Wir durften uns wieder einreihen und hatten wieder einen Haufen Leute zwischen uns und der Paßkontrolle, da inzwischen wieder Autos vorgelassen wurden. Die Dame im Häuserl übernahm sich nicht gerade mit Arbeit und brauchte ewig, um die Daten in den Computer einzugeben, den Stempel zu setzen und den Paß zurück zu geben. Ich zitterte mittlerweile am ganzen Körper vor Erschöpfung, Wut und Anspannung und konnte auf einmal nachvollziehen, wieso manche Leute Amok laufen und wie sich das anfühlt. Die sind dann in einer ähnlichen Situation, haben eine Waffe zur Verfügung und dann knallt es. Als die Paßkontrolle erledigt war, standen wir wohl schon über viereinhalb Stunden an dieser Grenze. Nun konnten wir endlich fahren, dachte ich. der Militärschalter war unbesetzt, also fuhren wir zur polnischen Grenze. Dort stand ein letzter Soldat, der den Talon entgegen nahm. Nein, wir konnten nicht fahren, weil der Stempel vom Militär fehlte. Nun explodierte ich. Mein Blutdruck hätte wohl mit bar gemessen werden müssen. Ich ließ den Wagen vor Ort stehen und lief zum Grenzkomplex zurück. Jetzt war mir alles egal. Der Militär rief mir hinterher, doch ich ignorierte ihn. Am Militärschalter angekommen saß nun wieder jemand. Der war wohl einfach weg gewesen und eine Vertretung für seinen Gang zur Toilette oder sonst wo hin gab es nicht. Der Typ nahm die Pässe entgegen, gab die Daten zum x-ten mal in einen Computer ein, und setzte den zweiten Stempel auf den Talon. Nun konnten wir dieses Drecksland verlassen. Wenn sich nicht ganz schnell etwas ändert oder man sich extrem verstellt, wird die EM 2012 hoffentlich eine sehr negative Publicity für dieses Land geben. Angeblich soll es am ein paar Kilometer südlich gelegenen Grenzübergang Shehyni besser zugehen.

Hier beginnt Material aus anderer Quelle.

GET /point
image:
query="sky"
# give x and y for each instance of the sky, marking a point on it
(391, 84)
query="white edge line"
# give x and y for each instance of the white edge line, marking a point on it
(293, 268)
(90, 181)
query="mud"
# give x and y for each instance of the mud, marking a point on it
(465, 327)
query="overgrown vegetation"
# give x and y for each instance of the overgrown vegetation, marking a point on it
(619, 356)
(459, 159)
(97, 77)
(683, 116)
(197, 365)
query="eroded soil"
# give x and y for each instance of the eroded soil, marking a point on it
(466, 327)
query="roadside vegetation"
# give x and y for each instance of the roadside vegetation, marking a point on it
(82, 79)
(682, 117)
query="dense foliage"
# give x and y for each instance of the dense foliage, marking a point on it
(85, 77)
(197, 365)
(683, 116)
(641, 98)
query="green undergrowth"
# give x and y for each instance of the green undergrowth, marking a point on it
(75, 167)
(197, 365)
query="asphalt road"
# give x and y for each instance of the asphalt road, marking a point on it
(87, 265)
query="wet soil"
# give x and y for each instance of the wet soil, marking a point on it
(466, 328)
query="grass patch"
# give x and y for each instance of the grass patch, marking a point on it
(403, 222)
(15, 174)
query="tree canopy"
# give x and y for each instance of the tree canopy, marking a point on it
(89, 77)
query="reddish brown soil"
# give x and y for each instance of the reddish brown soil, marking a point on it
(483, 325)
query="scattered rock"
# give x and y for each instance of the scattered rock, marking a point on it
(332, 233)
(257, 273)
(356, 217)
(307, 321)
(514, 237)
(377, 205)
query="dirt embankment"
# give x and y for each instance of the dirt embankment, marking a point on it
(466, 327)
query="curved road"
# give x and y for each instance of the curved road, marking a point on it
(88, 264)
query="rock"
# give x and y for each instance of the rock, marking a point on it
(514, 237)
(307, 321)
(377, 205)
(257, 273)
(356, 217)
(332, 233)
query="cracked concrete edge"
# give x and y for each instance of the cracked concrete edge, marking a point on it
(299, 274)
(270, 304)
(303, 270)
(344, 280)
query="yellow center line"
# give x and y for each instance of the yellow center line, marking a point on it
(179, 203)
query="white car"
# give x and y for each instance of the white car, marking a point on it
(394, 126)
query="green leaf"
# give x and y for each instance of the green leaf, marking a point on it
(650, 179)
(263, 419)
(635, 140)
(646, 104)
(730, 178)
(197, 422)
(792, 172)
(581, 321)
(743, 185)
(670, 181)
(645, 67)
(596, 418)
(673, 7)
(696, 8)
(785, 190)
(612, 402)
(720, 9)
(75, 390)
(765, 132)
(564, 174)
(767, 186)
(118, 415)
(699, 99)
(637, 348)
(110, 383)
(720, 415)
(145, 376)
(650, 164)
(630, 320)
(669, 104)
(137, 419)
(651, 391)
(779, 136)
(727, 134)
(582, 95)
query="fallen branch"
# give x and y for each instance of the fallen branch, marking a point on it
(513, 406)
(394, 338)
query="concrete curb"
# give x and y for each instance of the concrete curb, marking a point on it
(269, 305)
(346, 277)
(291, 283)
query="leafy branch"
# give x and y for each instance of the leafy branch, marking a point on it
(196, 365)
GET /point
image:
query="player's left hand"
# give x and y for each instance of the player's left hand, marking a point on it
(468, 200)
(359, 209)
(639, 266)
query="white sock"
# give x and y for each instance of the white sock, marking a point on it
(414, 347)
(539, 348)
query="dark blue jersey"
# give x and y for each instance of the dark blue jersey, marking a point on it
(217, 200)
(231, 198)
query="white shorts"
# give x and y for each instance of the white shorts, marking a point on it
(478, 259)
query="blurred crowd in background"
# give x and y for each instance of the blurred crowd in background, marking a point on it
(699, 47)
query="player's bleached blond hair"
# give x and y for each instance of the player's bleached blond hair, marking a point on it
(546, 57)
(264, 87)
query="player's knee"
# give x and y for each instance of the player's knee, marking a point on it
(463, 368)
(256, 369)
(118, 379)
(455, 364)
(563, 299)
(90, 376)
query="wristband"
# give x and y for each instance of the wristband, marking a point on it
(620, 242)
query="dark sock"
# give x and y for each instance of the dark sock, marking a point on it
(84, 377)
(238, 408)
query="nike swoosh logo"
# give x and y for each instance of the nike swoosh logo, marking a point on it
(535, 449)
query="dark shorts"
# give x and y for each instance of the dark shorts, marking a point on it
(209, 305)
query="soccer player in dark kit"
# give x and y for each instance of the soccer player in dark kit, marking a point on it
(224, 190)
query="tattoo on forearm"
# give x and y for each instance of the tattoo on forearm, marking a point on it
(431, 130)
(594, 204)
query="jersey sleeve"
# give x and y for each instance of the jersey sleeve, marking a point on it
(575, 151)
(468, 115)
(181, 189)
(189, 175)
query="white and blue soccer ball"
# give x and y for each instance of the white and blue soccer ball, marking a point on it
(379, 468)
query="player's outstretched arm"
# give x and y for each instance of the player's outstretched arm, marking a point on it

Wir standen nun vor der polnischen Einreise. Wird der Terror weitergehen? Ganz im Gegenteil! Eine junge, sehr freundliche Dame, bat uns auf Deutsch (!) um die Pässe und den Fahrzeugschein. Sie sah kurz in den Kofferaum. Klappe auf, in Ordnung, Klappe zu. Einen Stempel konnte sie uns leider nicht geben, aber dafür waren wir keine 10 Minuten nach der Ausreise aus der Ukraine in Polen eingereist und konnten fahren. Alle Anspannung fiel sofort von uns ab. Taylan übernahm das Steuer, weil ich endfertig war. Am nächsten McDonald’s sollte er mich wecken. Ich schlief wie ein Baby, weil es keine Schlaglöcher mehr gab. Die Straßen waren einwandfrei. Das 18. und letzte Land.